Hydrogeochemistry and water quality assessment of the Kor-Sivand Basin, Fars province, Iran.

In order to assess the quality and suitability of waters in the Kor-Sivand river basin, 60 water samples from the Kor river and 90 water samples from wells in the basin were studied. Assessments were based on Piper's and Gibbs' diagrams for water quality, Food and Agricultural Organization's (FAO) guidelines, and US Salinity Laboratory diagram for water suitability. The results showed that the river water is of Ca-HCO(3) type, while well water is of Ca-Cl and Na-Cl type. Based on Gibbs' diagram, the source of soluble ions in the river water samples is the weathering of stones over which water flows, while evaporation was found to be the dominant process in the ion concentration of the well samples. According to the FAO Guidelines, the salinity of surface water for irrigation did not cause great restrictions; however, many of these waters could create potential permeability problems. In the groundwater samples, a high salt concentration is more important than the infiltration problem.

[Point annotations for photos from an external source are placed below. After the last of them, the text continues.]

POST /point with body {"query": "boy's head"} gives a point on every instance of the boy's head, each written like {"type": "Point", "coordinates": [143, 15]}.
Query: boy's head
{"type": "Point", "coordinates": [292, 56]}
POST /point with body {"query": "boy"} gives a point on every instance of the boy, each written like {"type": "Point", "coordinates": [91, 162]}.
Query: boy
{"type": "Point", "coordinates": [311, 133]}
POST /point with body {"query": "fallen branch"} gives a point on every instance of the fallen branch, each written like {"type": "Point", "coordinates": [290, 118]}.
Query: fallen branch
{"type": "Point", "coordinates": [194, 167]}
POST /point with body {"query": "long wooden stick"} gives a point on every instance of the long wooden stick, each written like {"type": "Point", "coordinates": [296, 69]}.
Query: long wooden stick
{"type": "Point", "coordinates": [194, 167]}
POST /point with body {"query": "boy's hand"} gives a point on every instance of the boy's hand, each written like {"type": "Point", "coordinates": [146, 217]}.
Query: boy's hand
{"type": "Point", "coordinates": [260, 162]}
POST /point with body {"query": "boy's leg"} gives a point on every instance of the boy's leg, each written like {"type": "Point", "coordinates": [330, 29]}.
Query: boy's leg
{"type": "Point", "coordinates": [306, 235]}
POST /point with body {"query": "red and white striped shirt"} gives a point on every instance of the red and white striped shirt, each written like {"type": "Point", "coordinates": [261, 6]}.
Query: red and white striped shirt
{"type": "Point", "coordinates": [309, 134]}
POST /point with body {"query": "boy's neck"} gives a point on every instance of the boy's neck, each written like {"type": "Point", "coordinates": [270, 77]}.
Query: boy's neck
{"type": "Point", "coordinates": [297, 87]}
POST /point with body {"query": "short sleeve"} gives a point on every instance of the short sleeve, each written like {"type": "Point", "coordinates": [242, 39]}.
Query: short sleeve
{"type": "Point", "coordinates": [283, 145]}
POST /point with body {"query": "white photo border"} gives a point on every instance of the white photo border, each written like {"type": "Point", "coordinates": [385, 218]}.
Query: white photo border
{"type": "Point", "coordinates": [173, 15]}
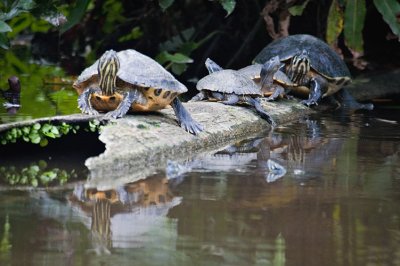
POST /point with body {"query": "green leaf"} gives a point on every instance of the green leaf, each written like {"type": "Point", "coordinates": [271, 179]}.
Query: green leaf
{"type": "Point", "coordinates": [35, 138]}
{"type": "Point", "coordinates": [36, 126]}
{"type": "Point", "coordinates": [43, 142]}
{"type": "Point", "coordinates": [354, 17]}
{"type": "Point", "coordinates": [17, 8]}
{"type": "Point", "coordinates": [335, 23]}
{"type": "Point", "coordinates": [76, 15]}
{"type": "Point", "coordinates": [297, 10]}
{"type": "Point", "coordinates": [390, 10]}
{"type": "Point", "coordinates": [4, 42]}
{"type": "Point", "coordinates": [177, 58]}
{"type": "Point", "coordinates": [228, 5]}
{"type": "Point", "coordinates": [4, 27]}
{"type": "Point", "coordinates": [164, 4]}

Mg hazard values at some sites limit its use for agricultural purposes. One third of the river water samples and two thirds of well waters had more than 50% magnesium. Saturation indices showed that 94% of the analyzed water samples are supersaturated with calcite, aragonite, and dolomite. Based on the US Salinity Laboratory diagram, river water samples were classified as C(2)S(1) and C(3)S(1), while C(4)S(3), C(4)S(4), C(2)S(1), and C(3)S(1) were the most dominant classes in well samples. Some management practices necessary for sustainable development of water resources in the study area were discussed briefly, including appropriate selection of crops, adequate drainage, leaching, blending and cyclic use of saline water, proper irrigation method, and addition of soil amendment.